Both Access and ORACLE use tables with indexes for faster lookup. ORACLE's advantage isn't speed, here - it is SIZE. The indexes that "point" to data can be more than 2 Gb of equivalent address space. But the bigger address space actually SLOWS DOWN the way the "big boy" jumps around - because it has to manipulate that longer address a bit more - and in a way that depends on the O/S. The speed of searching, selecting, and JOIN operations depends on the efficiency of the search, selection, and JOIN code routines behind the scenes. ORACLE might do more (in the way of triggers and such), but if you want to compare apples to apples, you turn off the extra stuff before you run comparision operations. Odds are, Access will be able to keep up.
Both Access and the "big boys" use ANSI SQL so they interpret the same features. Whether you name something as a VIEW or a SELECT QUERY, it has the same purpose and still needs to be interpreted. The "interpretation" depends on the efficiency of the pseudo-code emulator. (More about that kind of speed in a moment.)

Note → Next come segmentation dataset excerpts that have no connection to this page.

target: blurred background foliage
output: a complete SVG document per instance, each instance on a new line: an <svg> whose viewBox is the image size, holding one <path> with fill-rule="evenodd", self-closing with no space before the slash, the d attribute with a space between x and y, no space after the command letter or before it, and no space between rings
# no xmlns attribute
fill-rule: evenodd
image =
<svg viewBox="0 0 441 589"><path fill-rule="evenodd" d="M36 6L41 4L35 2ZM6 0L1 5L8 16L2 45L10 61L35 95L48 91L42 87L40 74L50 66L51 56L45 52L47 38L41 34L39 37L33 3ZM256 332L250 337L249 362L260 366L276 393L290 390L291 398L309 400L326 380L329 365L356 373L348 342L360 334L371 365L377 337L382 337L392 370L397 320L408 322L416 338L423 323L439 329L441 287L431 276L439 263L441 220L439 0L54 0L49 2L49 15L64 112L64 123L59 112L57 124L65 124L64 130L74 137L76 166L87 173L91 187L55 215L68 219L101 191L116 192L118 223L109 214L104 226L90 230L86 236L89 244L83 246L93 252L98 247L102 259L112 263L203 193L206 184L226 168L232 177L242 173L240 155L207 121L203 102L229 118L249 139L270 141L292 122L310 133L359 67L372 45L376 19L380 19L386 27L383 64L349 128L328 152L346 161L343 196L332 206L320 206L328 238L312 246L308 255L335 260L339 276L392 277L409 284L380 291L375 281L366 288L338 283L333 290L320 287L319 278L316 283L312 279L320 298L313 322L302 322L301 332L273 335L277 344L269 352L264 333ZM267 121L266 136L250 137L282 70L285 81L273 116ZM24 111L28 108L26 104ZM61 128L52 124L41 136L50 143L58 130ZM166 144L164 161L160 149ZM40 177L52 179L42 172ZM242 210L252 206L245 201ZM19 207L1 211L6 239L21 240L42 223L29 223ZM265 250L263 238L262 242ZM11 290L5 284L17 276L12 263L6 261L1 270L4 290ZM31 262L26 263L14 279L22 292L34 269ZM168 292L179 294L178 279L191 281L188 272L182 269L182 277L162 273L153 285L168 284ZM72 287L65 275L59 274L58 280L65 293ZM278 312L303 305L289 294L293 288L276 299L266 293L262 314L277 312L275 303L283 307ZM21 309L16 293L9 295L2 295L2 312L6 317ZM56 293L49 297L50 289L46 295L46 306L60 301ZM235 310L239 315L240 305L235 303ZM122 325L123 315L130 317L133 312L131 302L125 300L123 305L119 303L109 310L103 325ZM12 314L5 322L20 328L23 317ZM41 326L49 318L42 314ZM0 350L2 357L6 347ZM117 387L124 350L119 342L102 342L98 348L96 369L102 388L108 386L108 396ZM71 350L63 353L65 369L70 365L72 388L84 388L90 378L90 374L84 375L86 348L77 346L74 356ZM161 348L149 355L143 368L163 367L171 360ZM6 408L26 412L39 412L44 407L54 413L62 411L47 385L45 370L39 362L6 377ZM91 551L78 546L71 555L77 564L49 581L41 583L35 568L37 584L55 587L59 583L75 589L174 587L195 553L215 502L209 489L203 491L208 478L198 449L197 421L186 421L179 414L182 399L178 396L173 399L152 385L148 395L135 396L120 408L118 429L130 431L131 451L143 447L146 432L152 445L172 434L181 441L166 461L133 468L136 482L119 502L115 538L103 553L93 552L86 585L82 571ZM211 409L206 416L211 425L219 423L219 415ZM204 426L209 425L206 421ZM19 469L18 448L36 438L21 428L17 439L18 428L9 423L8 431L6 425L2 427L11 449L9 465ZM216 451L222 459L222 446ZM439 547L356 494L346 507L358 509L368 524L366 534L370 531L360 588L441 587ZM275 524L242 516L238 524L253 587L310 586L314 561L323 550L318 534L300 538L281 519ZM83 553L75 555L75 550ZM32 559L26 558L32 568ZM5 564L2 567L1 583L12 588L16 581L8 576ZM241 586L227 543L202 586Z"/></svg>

When you design forms or reports, you make lists of items that are visited by an image driver to draw text boxes, labels, combo boxes, toggle buttons, etc. This is common to both systems. When you use Access FE/BE or when you use VB FE/something else BE, you interpret each page / pane / screen of data - because you DON'T hard-code every control. You build a data structure, define the properties, and call subroutines with subject data structures as the actual arguments, and the subroutines (which ARE compiled) examine the object properties in order to display it. You don't use VB to directly draw any control. The "collection enumeration" algorithms in Access do the same thing - visit the collection of controls and dispatch to the correct drawing routine based on the control-type field. This sounds like I am belaboring the obvious - but I am wading through the weeds to make the point that the various methods every system uses all match up one for one at this level of detail. It is all more or less the same thing being done by different vendors' code. Where is the speed difference?
The "speed difference" between Access and the "big boys" is a chimera - a non-existent creature. Think about it: When you think about fast databases, you do you think about Access hosted on someone's PC? but do you at the same time think about "the big boys" on a multi-processor high-end dedicated server? The speed difference is in the platform and the O/S settings, not in the databases. I've seen the "big boys" run on small PCs and they are no faster than Access would be on the small PCs. When you take away the ability of the BE to use parallel processing, you see the REAL comparison and there is where you find the real speed differential, which is miniscule.
In closing, remember that whether you write in FORTRAN, BASIC, PASCAL, COBOL, P/L-1, or some glorified assembler, it takes the about the same number of compiled instructions to move data from point A to point B regardless of your environment. So when you want to tout the speed of your database system, remember that it is the platform, not the software, that gives you the appearance of speed.
Having said that, I acknowledge that if you ran Access on the hottest PC you could find, it would still be single-threaded because it was not written to use multiple CPUs or cores (unless it now does that and I just missed the advent of that option.)
I think I've become a sadistic sodomistic necrophile, because I'm pretty sure I've beaten this horse to death. (Apologies to Woody Allen and What's up Tiger Lily?) But I just couldn't let the "speed" chimera out there without challenging it.